Oxidative DNA damage may be implicated in ageing, carcinogenesis and other degenerative diseases. Oxidative DNA damage can be assessed in humans in vivo from the urinary excretion of the DNA-repair product 8-hydroxydeoxyguanosine (8OHdG). We investigated factors influencing the excretion of 8OHdG in 24 h urine from 83 randomly selected healthy subjects (52 women) aged 40-64 years. For 2 weeks prior to urine collection the subjects kept a weighed diet record. 8OHdG was quantified by an automatic three-dimensional HPLC analysis with electrochemical detection. The 8OHdG excretion was 252 +/- 103 (mean +/- SD) pmol kg body weight/24 h with a range from 78 to 527. Multiple regression analysis identified three factors, smoking, body mass index (BMI) and gender, as significant predictors of the 8OHdG excretion. In 30 smokers the 8OHdG excretion was 320 +/- 99 pmol/kg/24 h opposed to 213 +/- 84 pmol/kg/24 h in 53 non-smokers. According to multiple regression analysis smokers excreted 50% (31-69%; 95% confidence interval) more 8OHdG than non-smokers. In 52 women the 8OHdG excretion was 240 +/- 106 pmol/kg/24 h opposed to 271 +/- 96 pmol/kg/24 h in 31 men. According to the multiple regression analysis men excreted 29% (10-48%) more 8OHdG than women. According to multiple regression analysis the 8OHdG excretion decreased with 4% (2-6%) per increment in BMI measured in kg/m2. The dietary distribution of energy demonstrated no important predictive value with respect to 8OHdG excretion. The intake of the antioxidant vitamins C and E and of vitamin A equivalents, including beta-carotene, was not associated with 8OHdG excretion. The results suggest that smoking increases oxidative DNA damage by approximately 50%. This effect implies potential serious health effects adding to the other well-known health hazards of smoking. The higher 8OHdG excretion in men and lean subjects may be related to a higher rate of metabolism with increased availability of reactive oxygen species. The apparent 7-fold individual variation in oxidative DNA damage carries implications regarding the rate of ageing and the risk of cancer and other degenerative diseases. The excretion of 8OHdG into urine offers a valuable tool for testing such hypotheses in humans.
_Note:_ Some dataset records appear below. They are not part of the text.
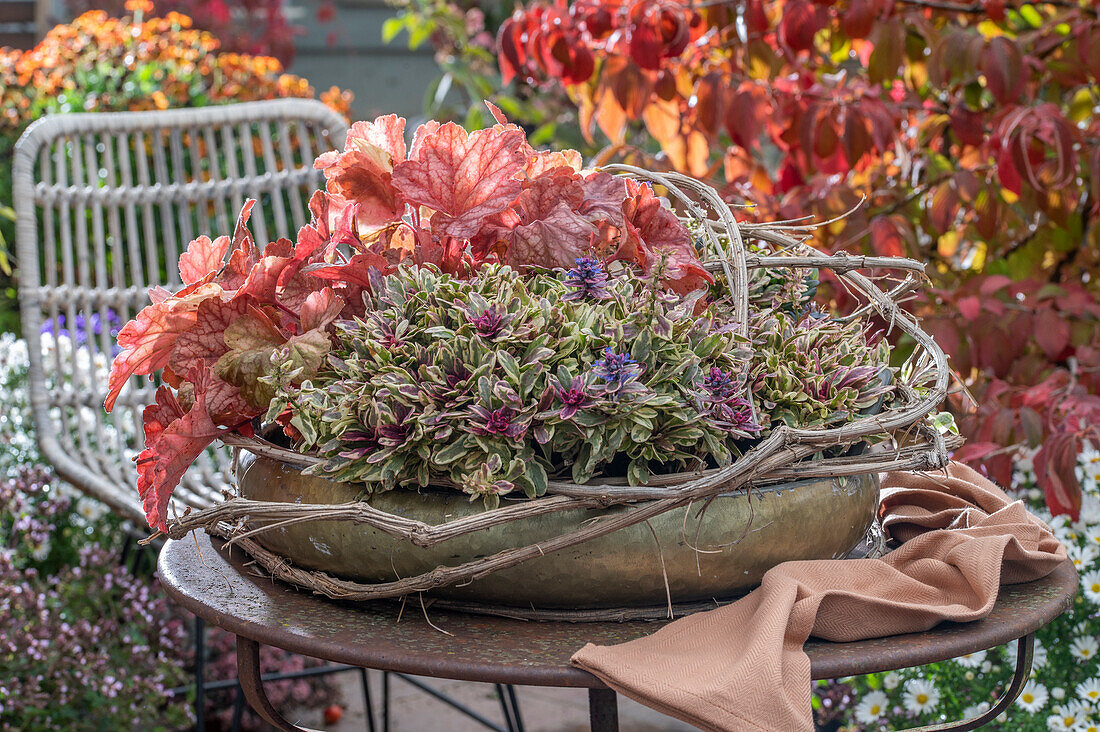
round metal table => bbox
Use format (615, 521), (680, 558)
(157, 533), (1078, 732)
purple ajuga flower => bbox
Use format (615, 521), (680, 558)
(703, 367), (740, 401)
(470, 406), (527, 439)
(40, 309), (122, 346)
(554, 376), (589, 419)
(340, 427), (382, 460)
(592, 346), (642, 397)
(562, 256), (612, 299)
(470, 304), (516, 340)
(703, 367), (761, 435)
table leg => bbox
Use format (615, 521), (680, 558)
(905, 635), (1035, 732)
(589, 689), (618, 732)
(237, 635), (315, 732)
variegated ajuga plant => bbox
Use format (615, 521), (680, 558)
(106, 101), (889, 531)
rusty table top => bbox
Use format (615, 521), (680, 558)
(158, 533), (1077, 688)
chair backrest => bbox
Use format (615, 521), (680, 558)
(12, 99), (347, 521)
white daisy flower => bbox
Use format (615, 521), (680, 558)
(963, 701), (989, 719)
(1063, 540), (1097, 571)
(1069, 635), (1100, 660)
(1081, 485), (1100, 525)
(856, 691), (890, 724)
(1016, 679), (1049, 714)
(1077, 440), (1100, 480)
(902, 678), (939, 714)
(1076, 678), (1100, 707)
(955, 651), (986, 668)
(1081, 569), (1100, 603)
(1007, 638), (1051, 669)
(1046, 703), (1085, 732)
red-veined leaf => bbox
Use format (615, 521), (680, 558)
(393, 122), (527, 239)
(978, 35), (1024, 105)
(136, 371), (223, 532)
(1034, 433), (1081, 521)
(179, 236), (230, 285)
(103, 283), (223, 412)
(314, 114), (405, 228)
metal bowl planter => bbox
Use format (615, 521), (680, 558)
(168, 165), (956, 619)
(238, 455), (878, 609)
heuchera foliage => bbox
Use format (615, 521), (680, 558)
(498, 0), (1100, 515)
(105, 110), (712, 531)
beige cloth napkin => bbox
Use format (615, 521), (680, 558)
(572, 463), (1066, 732)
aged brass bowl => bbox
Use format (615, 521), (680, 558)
(238, 452), (878, 609)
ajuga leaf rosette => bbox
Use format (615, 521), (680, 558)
(106, 104), (947, 603)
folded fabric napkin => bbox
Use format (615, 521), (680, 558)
(572, 462), (1066, 732)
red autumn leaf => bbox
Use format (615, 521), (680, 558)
(1035, 307), (1070, 362)
(950, 103), (986, 145)
(779, 0), (825, 52)
(393, 122), (527, 239)
(1034, 433), (1081, 521)
(955, 295), (981, 323)
(978, 35), (1024, 105)
(871, 216), (905, 256)
(314, 114), (405, 228)
(724, 81), (773, 151)
(103, 283), (222, 412)
(179, 236), (230, 285)
(496, 10), (527, 84)
(136, 370), (224, 532)
(301, 287), (344, 331)
(928, 183), (959, 233)
(840, 0), (876, 39)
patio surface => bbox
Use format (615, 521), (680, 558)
(299, 671), (695, 732)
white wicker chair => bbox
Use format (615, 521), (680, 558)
(13, 99), (347, 527)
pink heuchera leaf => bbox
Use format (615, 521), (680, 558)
(103, 283), (223, 412)
(215, 198), (260, 289)
(524, 150), (584, 179)
(179, 236), (230, 285)
(611, 178), (714, 295)
(393, 122), (527, 239)
(314, 114), (405, 228)
(136, 371), (224, 532)
(301, 287), (344, 331)
(472, 168), (596, 269)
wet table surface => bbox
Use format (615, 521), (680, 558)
(158, 533), (1077, 688)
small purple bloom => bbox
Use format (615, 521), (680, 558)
(563, 256), (612, 299)
(470, 406), (527, 439)
(470, 305), (516, 340)
(592, 346), (642, 397)
(703, 367), (739, 401)
(40, 309), (122, 346)
(554, 376), (589, 419)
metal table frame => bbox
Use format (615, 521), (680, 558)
(158, 534), (1078, 732)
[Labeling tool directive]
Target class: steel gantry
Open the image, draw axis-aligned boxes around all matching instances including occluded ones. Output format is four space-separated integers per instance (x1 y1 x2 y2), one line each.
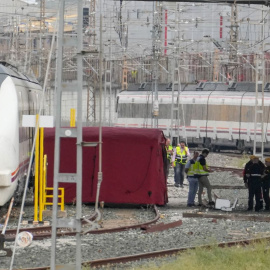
51 0 83 270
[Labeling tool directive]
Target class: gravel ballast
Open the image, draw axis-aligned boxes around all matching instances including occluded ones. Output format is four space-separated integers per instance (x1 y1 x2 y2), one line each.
0 153 270 269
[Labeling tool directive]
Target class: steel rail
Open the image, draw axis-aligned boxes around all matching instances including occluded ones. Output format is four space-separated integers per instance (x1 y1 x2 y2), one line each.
6 205 160 242
14 237 270 270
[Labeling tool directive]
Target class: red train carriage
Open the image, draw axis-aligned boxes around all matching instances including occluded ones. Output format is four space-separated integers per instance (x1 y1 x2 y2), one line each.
44 127 168 205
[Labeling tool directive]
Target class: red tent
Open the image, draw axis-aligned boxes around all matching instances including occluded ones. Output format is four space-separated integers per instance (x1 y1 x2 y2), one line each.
44 127 168 205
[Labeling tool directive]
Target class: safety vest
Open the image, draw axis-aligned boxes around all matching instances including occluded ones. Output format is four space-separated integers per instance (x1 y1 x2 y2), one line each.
194 157 209 176
165 145 173 162
175 146 188 164
187 159 196 177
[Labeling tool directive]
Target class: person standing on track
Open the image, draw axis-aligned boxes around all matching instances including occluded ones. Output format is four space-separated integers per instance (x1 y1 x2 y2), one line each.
262 158 270 211
245 156 264 212
195 149 215 206
185 151 199 207
165 138 173 181
172 141 190 188
243 155 265 209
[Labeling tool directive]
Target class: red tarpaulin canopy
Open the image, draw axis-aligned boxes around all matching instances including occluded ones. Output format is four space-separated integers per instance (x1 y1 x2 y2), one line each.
44 127 168 205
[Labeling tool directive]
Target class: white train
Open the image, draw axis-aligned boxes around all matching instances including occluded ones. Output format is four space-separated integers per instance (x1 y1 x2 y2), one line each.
115 82 270 151
0 62 42 206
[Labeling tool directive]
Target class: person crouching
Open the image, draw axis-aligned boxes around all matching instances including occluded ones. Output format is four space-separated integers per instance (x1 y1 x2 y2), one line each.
185 151 199 207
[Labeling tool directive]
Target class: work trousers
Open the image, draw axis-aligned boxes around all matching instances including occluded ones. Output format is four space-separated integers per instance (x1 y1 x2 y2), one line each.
187 176 199 204
248 176 262 211
262 180 270 210
174 162 185 185
198 175 212 204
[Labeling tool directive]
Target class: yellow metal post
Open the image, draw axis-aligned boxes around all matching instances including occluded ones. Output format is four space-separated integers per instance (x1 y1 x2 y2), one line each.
70 109 76 127
34 114 39 222
42 155 47 210
39 128 44 221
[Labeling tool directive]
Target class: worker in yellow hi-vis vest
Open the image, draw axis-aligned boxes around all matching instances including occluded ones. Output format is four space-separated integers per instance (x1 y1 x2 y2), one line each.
165 139 173 180
172 141 190 188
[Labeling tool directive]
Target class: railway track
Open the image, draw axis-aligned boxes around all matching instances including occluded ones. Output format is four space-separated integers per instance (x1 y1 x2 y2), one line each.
210 166 243 177
15 237 270 270
5 206 160 242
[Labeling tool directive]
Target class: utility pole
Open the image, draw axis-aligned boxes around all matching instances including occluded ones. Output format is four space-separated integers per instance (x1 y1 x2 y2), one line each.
226 3 239 81
84 0 98 123
152 2 162 128
253 7 266 158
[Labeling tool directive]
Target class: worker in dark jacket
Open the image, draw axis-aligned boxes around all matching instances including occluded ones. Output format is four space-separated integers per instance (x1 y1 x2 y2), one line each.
245 156 264 212
262 158 270 211
165 138 173 180
243 155 265 209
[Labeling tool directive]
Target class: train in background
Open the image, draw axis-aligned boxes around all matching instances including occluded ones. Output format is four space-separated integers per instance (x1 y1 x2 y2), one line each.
115 82 270 152
0 62 42 206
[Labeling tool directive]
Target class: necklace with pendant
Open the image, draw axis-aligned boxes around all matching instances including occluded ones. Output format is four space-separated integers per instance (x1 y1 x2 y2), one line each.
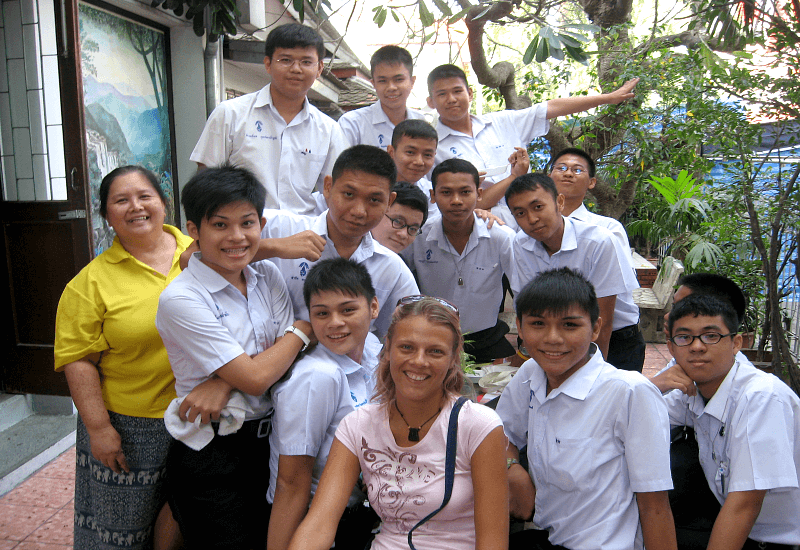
394 401 442 442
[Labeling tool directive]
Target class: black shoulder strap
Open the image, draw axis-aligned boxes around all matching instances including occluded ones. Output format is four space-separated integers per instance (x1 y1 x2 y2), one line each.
408 397 467 550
氧化性DNA损伤可能与衰老、致癌作用及其他退行性疾病有关。可通过检测DNA修复产物8-羟基脱氧鸟苷(8OHdG)的尿排泄量,在人体活体中评估氧化性DNA损伤。我们对83名年龄在40 - 64岁之间随机选取的健康受试者(52名女性)24小时尿液中8OHdG的排泄影响因素进行了研究。在收集尿液前的2周内,受试者记录了称重饮食情况。8OHdG通过带有电化学检测的自动三维高效液相色谱分析进行定量。8OHdG排泄量为252±103(均值±标准差)pmol/千克体重/24小时,范围在78至527之间。多元回归分析确定了吸烟、体重指数(BMI)和性别这三个因素是8OHdG排泄的显著预测因子。30名吸烟者的8OHdG排泄量为320±99 pmol/千克/24小时,而53名不吸烟者为213±84 pmol/千克/24小时。根据多元回归分析,吸烟者排泄的8OHdG比不吸烟者多50%(31 - 69%;95%置信区间)。52名女性的8OHdG排泄量为240±106 pmol/千克/24小时,31名男性为271±96 pmol/千克/24小时。根据多元回归分析,男性排泄的8OHdG比女性多29%(10 - 48%)。根据多元回归分析,以千克/平方米为单位测量的BMI每增加,8OHdG排泄量下降4%(2 - 6%)。能量的饮食分布对8OHdG排泄没有重要的预测价值。抗氧化维生素C、E以及包括β-胡萝卜素在内的维生素A当量的摄入量与8OHdG排泄无关。结果表明,吸烟使氧化性DNA损伤增加约50%。这种影响意味着除了吸烟的其他众所周知的健康危害外,还可能产生潜在的严重健康影响。男性和瘦人较高的8OHdG排泄量可能与代谢率较高以及活性氧物质的可用性增加有关。氧化性DNA损伤明显的7倍个体差异对衰老速度以及患癌症和其他退行性疾病的风险具有影响。8OHdG排泄到尿液中为在人体中验证此类假设提供了一种有价值的工具。